StudyDaddy Engineering

Waiting for answer This question has not been answered yet. You can hire a professional tutor to get the answer.

QUESTION

Aug 08, 2018

You are provided with a dataset that includes data of people who are interviewed for the Data Scientist job.

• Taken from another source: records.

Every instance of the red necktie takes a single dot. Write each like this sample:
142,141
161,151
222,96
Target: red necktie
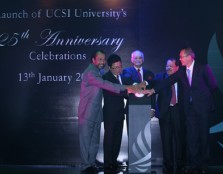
140,76
118,79
173,100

You are provided with a dataset that includes data of people who are interviewed for the Data Scientist job. The data is below and the fields are; each candidate’s level, their preferred language, whether they are active on Twitter and whether he/she has a PhD. The class label (last attribute) is either Yes (the candidate interviewed well) or No (the candidate interviewed poorly.

inputs = [

({'level':'Senior','lang':'Java','tweets':'no','phd':'no'}, False),

({'level':'Senior','lang':'Java','tweets':'no','phd':'yes'}, False),

({'level':'Mid','lang':'Python','tweets':'no','phd':'no'}, True),

({'level':'Junior','lang':'Python','tweets':'no','phd':'no'}, True),

({'level':'Junior','lang':'R','tweets':'yes','phd':'no'}, True),

({'level':'Junior','lang':'R','tweets':'yes','phd':'yes'}, False),

({'level':'Mid','lang':'R','tweets':'yes','phd':'yes'}, True),

({'level':'Senior','lang':'Python','tweets':'no','phd':'no'}, False),

({'level':'Senior','lang':'R','tweets':'yes','phd':'no'}, True),

({'level':'Junior','lang':'Python','tweets':'yes','phd':'no'}, True),

({'level':'Senior','lang':'Python','tweets':'yes','phd':'yes'},True),

({'level':'Mid','lang':'Python','tweets':'no','phd':'yes'}, True),

({'level':'Mid','lang':'Java','tweets':'yes','phd':'no'}, True),

({'level':'Junior','lang':'Python','tweets':'no','phd':'yes'},False)

]

You are asked using this data to build a model identifying which candidates will interview well? (so that your boss does not have to waste his time interviewing candidates!)

HINTS:

- Use decision trees, and ID3 decision tree

- Use Entropy to decide whether or not split a node, or on which attribute to split (unlike in class, where we used mostly GINI)

Write a python code for above example.